Healthcare access was a defining issue in a riding where growing communities lacked adequate medical infrastructure. Sooke's population had expanded significantly, but the community did not have a full-service hospital, and residents requiring emergency or specialist care faced a lengthy drive to Victoria. A community-based health care facility for Sooke had been discussed and advocated for since 2016 by the Sooke Region Communities Health Network, but as of the 2024 election the project remained in planning stages. Candidates debated the pace of primary care expansion and whether the NDP government's investments in nurse practitioners and team-based care were sufficient for a community that felt underserved relative to its growing population.

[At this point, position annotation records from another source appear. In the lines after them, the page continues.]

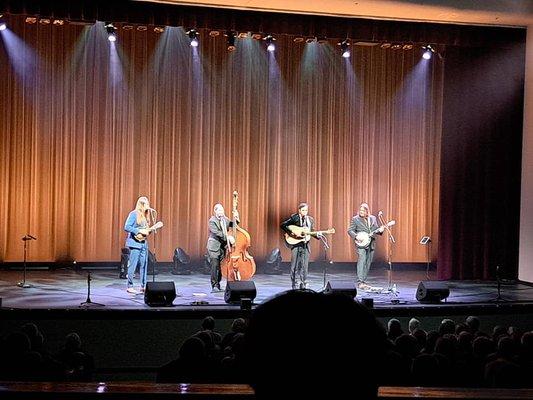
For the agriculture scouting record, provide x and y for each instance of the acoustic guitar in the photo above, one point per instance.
(301, 234)
(141, 237)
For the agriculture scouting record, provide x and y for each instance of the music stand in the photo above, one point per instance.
(25, 239)
(326, 260)
(499, 297)
(392, 287)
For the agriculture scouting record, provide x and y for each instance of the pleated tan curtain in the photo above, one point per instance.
(86, 127)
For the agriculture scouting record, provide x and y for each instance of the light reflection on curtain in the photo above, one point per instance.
(86, 128)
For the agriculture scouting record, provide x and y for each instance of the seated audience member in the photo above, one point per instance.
(394, 329)
(297, 346)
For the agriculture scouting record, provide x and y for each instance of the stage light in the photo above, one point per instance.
(181, 262)
(269, 40)
(230, 41)
(111, 32)
(428, 52)
(345, 48)
(193, 35)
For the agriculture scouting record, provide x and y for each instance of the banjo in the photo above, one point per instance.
(141, 237)
(363, 239)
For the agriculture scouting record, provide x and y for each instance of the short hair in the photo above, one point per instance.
(312, 318)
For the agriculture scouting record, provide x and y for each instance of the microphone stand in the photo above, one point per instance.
(88, 302)
(392, 287)
(25, 239)
(499, 297)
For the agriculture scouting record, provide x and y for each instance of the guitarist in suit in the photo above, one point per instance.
(217, 243)
(300, 251)
(364, 222)
(138, 223)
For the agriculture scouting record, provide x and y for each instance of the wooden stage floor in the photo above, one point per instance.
(66, 289)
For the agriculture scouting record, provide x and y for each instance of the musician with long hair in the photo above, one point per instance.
(364, 225)
(138, 227)
(300, 251)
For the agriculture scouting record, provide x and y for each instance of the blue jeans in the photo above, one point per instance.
(138, 256)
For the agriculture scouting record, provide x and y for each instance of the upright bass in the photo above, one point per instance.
(238, 264)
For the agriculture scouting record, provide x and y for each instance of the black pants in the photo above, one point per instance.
(299, 267)
(216, 273)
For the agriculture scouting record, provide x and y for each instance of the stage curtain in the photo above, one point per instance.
(481, 163)
(88, 126)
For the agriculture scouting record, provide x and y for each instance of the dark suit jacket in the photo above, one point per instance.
(216, 242)
(295, 220)
(359, 224)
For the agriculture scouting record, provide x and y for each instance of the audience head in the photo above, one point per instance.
(473, 323)
(414, 324)
(447, 326)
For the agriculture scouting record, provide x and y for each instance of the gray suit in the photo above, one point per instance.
(364, 255)
(216, 247)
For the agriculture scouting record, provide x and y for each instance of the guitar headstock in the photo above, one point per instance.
(235, 199)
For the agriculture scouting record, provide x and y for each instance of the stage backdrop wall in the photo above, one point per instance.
(88, 126)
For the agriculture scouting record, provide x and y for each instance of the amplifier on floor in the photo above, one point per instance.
(342, 287)
(159, 294)
(432, 291)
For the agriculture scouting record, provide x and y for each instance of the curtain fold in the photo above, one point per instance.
(87, 127)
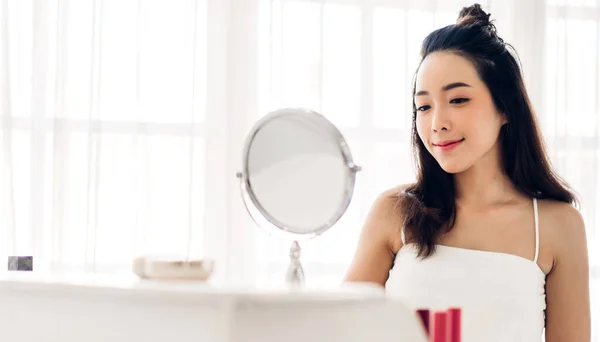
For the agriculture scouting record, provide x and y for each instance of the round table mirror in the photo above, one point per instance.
(297, 178)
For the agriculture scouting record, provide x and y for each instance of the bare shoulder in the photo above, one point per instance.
(563, 227)
(375, 251)
(567, 285)
(386, 216)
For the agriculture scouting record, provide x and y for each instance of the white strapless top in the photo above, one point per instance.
(502, 295)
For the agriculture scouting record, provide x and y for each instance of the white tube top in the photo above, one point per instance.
(502, 296)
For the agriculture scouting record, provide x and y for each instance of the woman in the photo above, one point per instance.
(488, 226)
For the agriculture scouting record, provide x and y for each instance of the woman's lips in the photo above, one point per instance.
(448, 145)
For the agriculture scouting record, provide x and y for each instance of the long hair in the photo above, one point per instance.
(428, 206)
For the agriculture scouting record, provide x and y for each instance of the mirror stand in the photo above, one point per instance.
(295, 273)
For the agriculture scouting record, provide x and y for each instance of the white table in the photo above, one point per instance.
(94, 308)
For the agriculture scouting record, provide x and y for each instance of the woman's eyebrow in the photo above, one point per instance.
(444, 88)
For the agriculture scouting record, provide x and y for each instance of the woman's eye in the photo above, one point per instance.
(459, 100)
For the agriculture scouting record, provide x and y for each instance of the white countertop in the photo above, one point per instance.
(117, 285)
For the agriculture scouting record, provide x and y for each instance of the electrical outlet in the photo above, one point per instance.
(20, 263)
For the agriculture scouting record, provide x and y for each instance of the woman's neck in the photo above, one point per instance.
(484, 184)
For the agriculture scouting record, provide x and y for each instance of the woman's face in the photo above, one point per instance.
(456, 117)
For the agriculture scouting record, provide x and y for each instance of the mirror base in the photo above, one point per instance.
(295, 273)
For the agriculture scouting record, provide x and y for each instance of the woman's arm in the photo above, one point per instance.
(567, 285)
(374, 255)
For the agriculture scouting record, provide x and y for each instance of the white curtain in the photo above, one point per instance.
(123, 120)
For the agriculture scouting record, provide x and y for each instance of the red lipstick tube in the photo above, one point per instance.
(438, 327)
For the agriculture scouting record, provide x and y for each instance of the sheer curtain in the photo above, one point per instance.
(123, 120)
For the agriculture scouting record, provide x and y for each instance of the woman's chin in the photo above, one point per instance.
(453, 167)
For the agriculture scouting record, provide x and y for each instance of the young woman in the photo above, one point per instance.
(488, 226)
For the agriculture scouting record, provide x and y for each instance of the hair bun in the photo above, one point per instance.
(476, 16)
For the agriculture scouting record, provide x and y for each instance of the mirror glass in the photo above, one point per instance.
(298, 177)
(298, 174)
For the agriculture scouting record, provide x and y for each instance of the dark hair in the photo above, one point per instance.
(428, 206)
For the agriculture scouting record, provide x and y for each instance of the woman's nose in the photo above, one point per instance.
(440, 120)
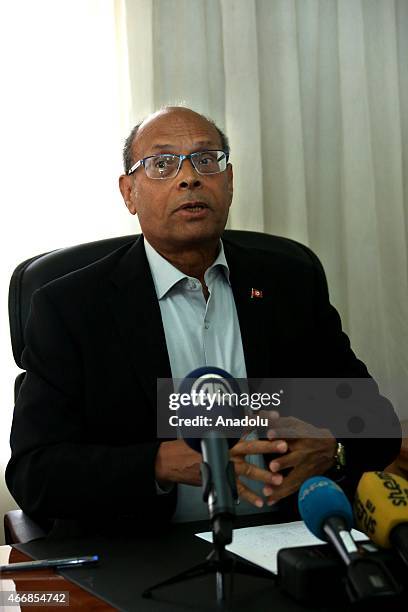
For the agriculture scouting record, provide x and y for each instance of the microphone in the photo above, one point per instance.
(381, 510)
(210, 385)
(328, 514)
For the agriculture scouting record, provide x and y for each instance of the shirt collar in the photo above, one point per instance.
(165, 275)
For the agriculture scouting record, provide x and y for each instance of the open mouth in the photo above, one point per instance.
(193, 206)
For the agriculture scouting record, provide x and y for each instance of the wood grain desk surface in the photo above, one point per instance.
(43, 581)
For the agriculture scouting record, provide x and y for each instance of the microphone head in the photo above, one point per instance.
(320, 499)
(210, 393)
(381, 503)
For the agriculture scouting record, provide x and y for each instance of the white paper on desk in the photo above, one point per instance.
(260, 545)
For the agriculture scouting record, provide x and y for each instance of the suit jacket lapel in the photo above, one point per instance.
(254, 313)
(133, 301)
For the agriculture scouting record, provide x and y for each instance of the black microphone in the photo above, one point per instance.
(328, 514)
(207, 387)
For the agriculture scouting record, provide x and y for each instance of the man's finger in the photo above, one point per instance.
(255, 447)
(251, 497)
(243, 468)
(290, 484)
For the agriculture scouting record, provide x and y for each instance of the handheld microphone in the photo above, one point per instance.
(217, 471)
(328, 514)
(381, 510)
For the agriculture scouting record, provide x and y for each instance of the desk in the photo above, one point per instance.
(130, 565)
(44, 581)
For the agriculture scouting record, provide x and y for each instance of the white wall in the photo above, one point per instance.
(62, 127)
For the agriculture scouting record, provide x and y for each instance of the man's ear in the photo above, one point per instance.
(230, 178)
(125, 186)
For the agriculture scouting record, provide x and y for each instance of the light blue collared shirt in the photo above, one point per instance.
(199, 333)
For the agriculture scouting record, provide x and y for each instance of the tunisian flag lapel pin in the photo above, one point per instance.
(256, 293)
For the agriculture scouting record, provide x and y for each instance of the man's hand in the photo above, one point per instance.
(177, 462)
(311, 452)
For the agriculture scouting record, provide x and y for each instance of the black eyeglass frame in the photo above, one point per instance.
(191, 156)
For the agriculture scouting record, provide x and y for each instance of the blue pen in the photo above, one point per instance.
(47, 563)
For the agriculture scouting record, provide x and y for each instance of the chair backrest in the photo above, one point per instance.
(35, 272)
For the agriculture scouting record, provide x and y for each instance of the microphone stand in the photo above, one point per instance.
(219, 561)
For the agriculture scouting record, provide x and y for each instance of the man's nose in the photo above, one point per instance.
(188, 177)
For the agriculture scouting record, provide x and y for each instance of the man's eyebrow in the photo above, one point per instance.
(197, 145)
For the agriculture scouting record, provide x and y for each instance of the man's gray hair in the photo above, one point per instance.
(127, 149)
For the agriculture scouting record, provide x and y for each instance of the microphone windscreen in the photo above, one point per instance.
(381, 503)
(321, 499)
(210, 392)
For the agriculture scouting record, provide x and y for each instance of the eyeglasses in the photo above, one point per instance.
(167, 165)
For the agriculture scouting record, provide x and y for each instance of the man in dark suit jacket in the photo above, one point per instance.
(84, 437)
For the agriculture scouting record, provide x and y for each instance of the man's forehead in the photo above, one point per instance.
(174, 126)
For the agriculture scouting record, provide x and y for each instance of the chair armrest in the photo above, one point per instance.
(20, 528)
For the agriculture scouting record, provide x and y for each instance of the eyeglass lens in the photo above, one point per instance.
(167, 165)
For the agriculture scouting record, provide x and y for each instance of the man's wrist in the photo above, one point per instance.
(337, 471)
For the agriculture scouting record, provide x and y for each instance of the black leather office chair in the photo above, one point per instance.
(36, 272)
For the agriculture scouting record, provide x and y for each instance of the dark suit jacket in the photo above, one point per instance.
(84, 430)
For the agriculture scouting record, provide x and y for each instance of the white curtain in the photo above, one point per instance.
(314, 97)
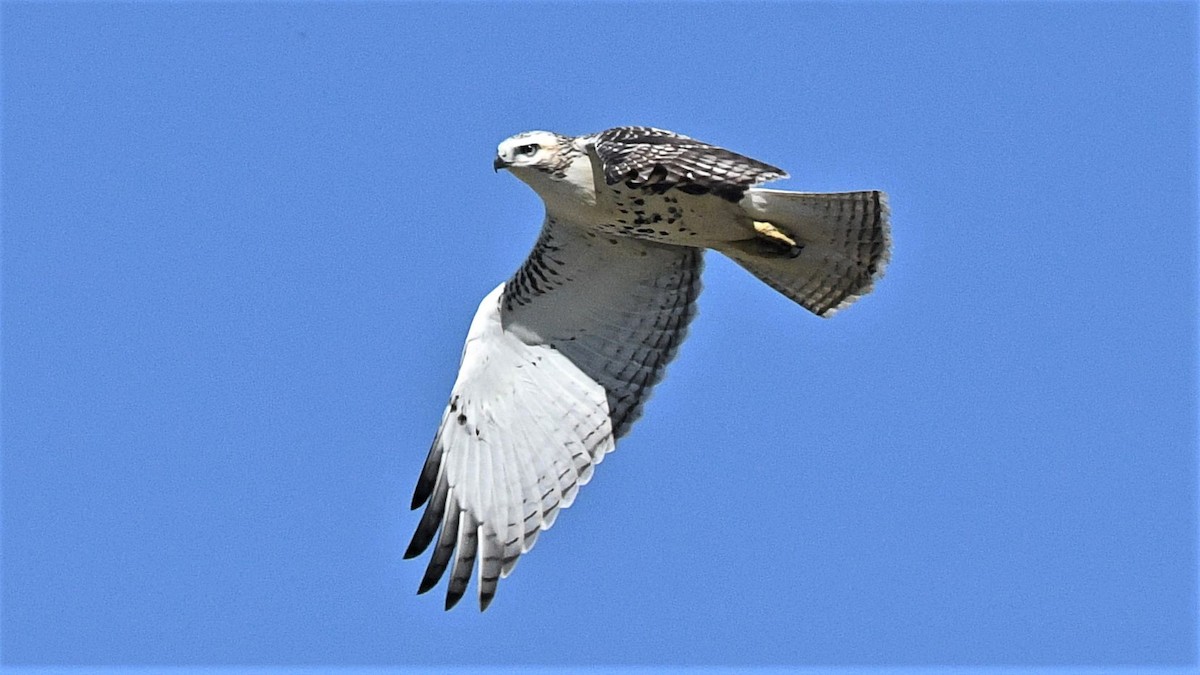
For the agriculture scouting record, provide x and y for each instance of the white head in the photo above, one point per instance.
(556, 166)
(531, 150)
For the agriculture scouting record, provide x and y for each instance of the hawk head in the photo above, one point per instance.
(556, 166)
(538, 150)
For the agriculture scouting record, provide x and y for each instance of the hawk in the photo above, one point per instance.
(561, 358)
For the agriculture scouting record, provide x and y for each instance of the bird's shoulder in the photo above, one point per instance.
(658, 160)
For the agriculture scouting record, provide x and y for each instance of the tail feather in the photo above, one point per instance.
(844, 244)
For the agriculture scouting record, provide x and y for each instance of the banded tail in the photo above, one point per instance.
(843, 244)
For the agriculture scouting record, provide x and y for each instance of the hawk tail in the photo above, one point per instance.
(841, 245)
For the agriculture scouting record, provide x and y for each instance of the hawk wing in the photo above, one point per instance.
(658, 160)
(557, 365)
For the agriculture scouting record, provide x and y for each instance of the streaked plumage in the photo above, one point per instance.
(561, 358)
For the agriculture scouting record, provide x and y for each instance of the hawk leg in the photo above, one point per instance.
(769, 242)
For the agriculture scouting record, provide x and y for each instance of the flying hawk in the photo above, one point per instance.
(561, 358)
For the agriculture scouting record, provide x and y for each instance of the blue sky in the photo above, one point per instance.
(243, 244)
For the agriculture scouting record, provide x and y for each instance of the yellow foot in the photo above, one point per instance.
(771, 232)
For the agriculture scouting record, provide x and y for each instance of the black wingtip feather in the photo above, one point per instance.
(485, 599)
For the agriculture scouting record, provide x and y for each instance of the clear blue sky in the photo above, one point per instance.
(243, 244)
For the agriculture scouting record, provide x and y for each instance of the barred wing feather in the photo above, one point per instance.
(557, 365)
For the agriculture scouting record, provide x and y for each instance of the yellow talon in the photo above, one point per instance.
(773, 233)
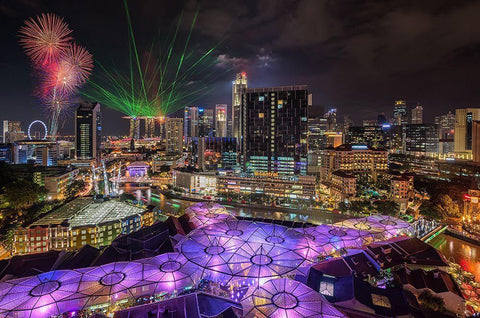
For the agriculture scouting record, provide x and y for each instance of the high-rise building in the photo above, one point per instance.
(190, 122)
(214, 153)
(149, 127)
(317, 140)
(400, 113)
(239, 85)
(174, 135)
(134, 128)
(464, 131)
(420, 139)
(381, 119)
(372, 136)
(275, 129)
(12, 131)
(331, 117)
(476, 141)
(221, 120)
(205, 122)
(446, 125)
(417, 115)
(88, 128)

Housing affordability had been the primary driver of Sooke's population growth — families priced out of Greater Victoria moved west in search of more affordable homes — but the resulting demand pushed prices upward in the community itself, creating a cascading affordability crisis. Renters faced particular difficulty as vacancy rates tightened, and food banks in Sooke reported running out of supplies when schools reopened as families struggled with the combined burden of housing costs and other living expenses. Infrastructure in the community — including water supply systems, sewer capacity, and road networks — strained under the pace of growth, and candidates debated whether provincial investment was keeping pace with the demands placed on a community that was transitioning from a small rural town to a commuter suburb of Greater Victoria.